Tonight they do much to dispel suspicions that they might be all socio-cultural mouth and no musical trousers. Having taken to the stage in a well-defined wash of racially-charged Brookside dialogue, Cornershop quickly build up an impressive wall of dissonance. 'The Velvet Underground go ape' is a particularly well- worked mine of rock inspiration, but this band seem to have hit on a fresh new seam. It's not so much the off-the-peg Easternisms that make their sound interesting, as the jagged tunefulness of the whole.

This is Cornershop's first proper tour and they are improving day by day. They are already a considerably tighter unit than the one that recorded their current debut EP. In the Days of Ford Cortina (Wiiija) provides the bulk of a pithy and good-humoured set that has real freshness and excitement about it. Tjinder Singh is a charismatic frontman, and his refutation of past cultural imperialism with reference to It Ain't Half Hot, Mum and Starsky and Hutch - 'Melvyn Hayes is a Seventies honky, try Huggy Bear if you want it funky' - is all the more potent for its gawkiness.

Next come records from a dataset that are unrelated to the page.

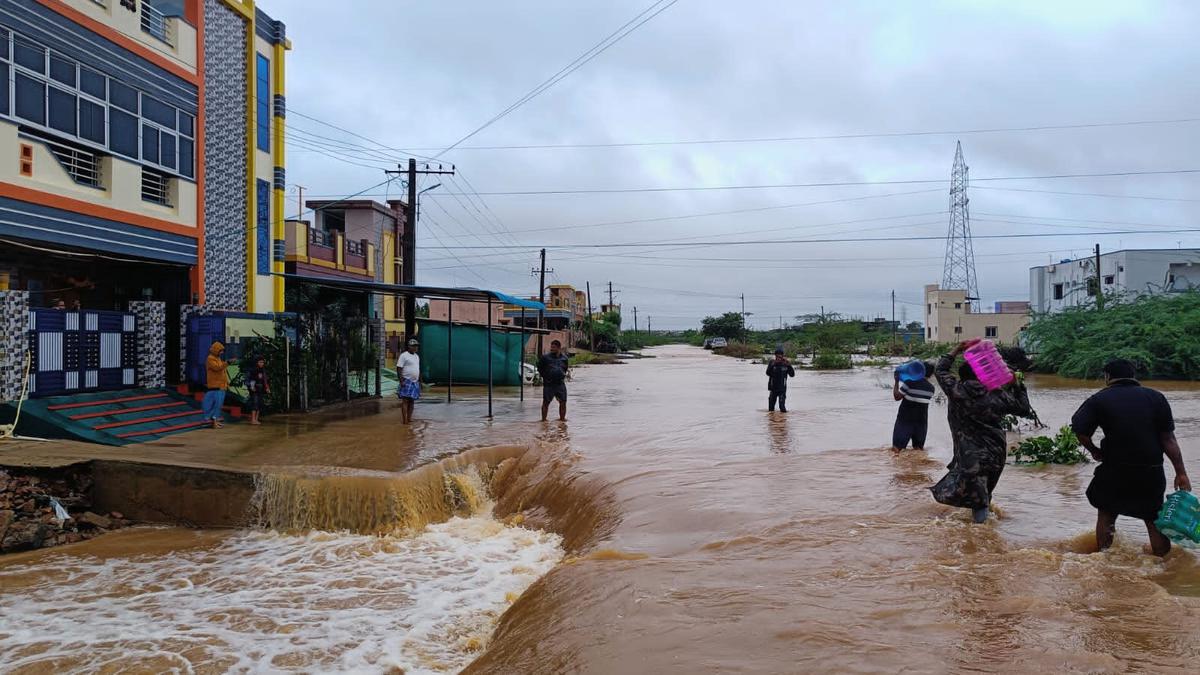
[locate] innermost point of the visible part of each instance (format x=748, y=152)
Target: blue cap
x=912, y=371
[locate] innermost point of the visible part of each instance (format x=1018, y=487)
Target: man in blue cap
x=913, y=389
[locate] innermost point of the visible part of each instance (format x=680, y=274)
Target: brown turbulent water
x=701, y=533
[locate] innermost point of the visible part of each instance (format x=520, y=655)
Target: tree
x=727, y=326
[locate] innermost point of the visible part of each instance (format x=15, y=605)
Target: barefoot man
x=1139, y=429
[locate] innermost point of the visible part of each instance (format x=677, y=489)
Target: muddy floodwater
x=672, y=525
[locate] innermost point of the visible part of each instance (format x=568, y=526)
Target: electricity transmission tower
x=959, y=250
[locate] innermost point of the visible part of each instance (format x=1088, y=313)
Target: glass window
x=149, y=143
x=157, y=112
x=123, y=133
x=29, y=54
x=63, y=112
x=186, y=125
x=168, y=149
x=186, y=157
x=91, y=83
x=63, y=70
x=91, y=121
x=264, y=103
x=30, y=101
x=123, y=96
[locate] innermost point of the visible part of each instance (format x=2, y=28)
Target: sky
x=373, y=82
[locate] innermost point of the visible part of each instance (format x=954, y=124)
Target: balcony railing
x=156, y=24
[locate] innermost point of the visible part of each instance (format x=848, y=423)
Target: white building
x=1131, y=272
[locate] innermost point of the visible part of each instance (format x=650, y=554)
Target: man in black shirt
x=553, y=369
x=912, y=418
x=778, y=371
x=1138, y=431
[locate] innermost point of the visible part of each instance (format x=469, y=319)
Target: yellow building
x=951, y=317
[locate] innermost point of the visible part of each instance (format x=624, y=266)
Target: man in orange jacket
x=216, y=381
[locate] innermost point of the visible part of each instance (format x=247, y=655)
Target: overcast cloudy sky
x=419, y=76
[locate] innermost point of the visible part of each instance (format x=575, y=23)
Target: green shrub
x=1063, y=448
x=832, y=360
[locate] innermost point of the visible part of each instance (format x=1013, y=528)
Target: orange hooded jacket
x=217, y=374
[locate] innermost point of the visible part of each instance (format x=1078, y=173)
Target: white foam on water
x=269, y=602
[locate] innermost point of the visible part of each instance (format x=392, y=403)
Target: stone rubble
x=28, y=519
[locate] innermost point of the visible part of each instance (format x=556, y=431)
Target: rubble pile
x=29, y=518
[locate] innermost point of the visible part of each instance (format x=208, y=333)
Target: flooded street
x=701, y=533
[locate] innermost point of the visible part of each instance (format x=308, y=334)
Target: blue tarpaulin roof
x=469, y=294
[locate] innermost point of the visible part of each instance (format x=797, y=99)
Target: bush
x=741, y=351
x=1161, y=334
x=1063, y=448
x=832, y=360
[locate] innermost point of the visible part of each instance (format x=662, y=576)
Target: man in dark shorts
x=912, y=418
x=778, y=371
x=1139, y=429
x=553, y=369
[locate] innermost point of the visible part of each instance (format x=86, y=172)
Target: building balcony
x=327, y=252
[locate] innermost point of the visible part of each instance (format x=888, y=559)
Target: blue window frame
x=264, y=103
x=263, y=230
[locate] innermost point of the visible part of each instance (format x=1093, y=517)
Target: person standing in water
x=408, y=368
x=981, y=444
x=553, y=369
x=912, y=418
x=778, y=371
x=216, y=381
x=1139, y=429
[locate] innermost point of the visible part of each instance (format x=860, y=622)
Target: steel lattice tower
x=959, y=249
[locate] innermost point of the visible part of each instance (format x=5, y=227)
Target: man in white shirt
x=408, y=368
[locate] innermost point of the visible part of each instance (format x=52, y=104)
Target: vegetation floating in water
x=1063, y=448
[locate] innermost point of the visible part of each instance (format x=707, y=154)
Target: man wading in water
x=1139, y=429
x=778, y=371
x=981, y=444
x=912, y=418
x=553, y=369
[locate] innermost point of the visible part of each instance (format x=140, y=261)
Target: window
x=264, y=103
x=263, y=222
x=30, y=101
x=63, y=112
x=155, y=186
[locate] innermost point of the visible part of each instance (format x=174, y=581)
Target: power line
x=844, y=240
x=580, y=61
x=825, y=137
x=1086, y=193
x=831, y=184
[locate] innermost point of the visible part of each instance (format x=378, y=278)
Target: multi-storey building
x=1147, y=272
x=144, y=156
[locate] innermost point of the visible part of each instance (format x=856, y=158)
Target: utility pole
x=541, y=297
x=893, y=317
x=408, y=238
x=592, y=328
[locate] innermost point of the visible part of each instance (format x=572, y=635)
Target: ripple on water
x=265, y=601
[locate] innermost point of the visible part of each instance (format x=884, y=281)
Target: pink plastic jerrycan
x=988, y=364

And so to Stourbridge, the unlikeliest of pop Meccas. Long before The Wonderstuff and Ned's Atomic Dustbin made their grubby marks on the T-shirts of the nation, Pop Will Eat Itself had already founded the West Midlands school of cocky self- deprecation. Having emerged as a scuzzily humourful Buzzcocks tribute band, PWEI were one of the first British guitar acts to feel the lure of the beatbox. The unconvincing nature of their early attempts at Anglicised axe-rap drew a lot of flak, but they battled on. Two packed houses at the Town and Country Club and a high-flying single, 'Get the Girl] Kill the Baddies]', show them to be in better shape than ever, despite being currently without a record deal.

Support act Meat Beat Manifesto lose the delicate edges of their sample sculptures in the live rough and tumble, and are left sounding like EMF without the tune, but Pop Will Eat Itself's artful lack of sophistication flourishes. Over the years they have honed their ramshackle sound to a high degree of precision, and thankfully seem to have lost the tendency to lapse into puerile sexism when short of ideas. The acquisition of a real live drummer has beefed up their sound, and their mix of nursery rhyme choruses, thrashy interludes, computer game futurism and a lot of jumping up and down is rapturously received. Their frontman, Clint, even carries off his absurd Marie Antoinette dreadlocks, though he does stand in front of the spotlight beam more often than is advisable for someone wearing a cotton kilt.

Cornershop play Manchester Boardwalk, 061-228 3555, Thurs; Aldershot Buzz, 071-482 0115, Sat.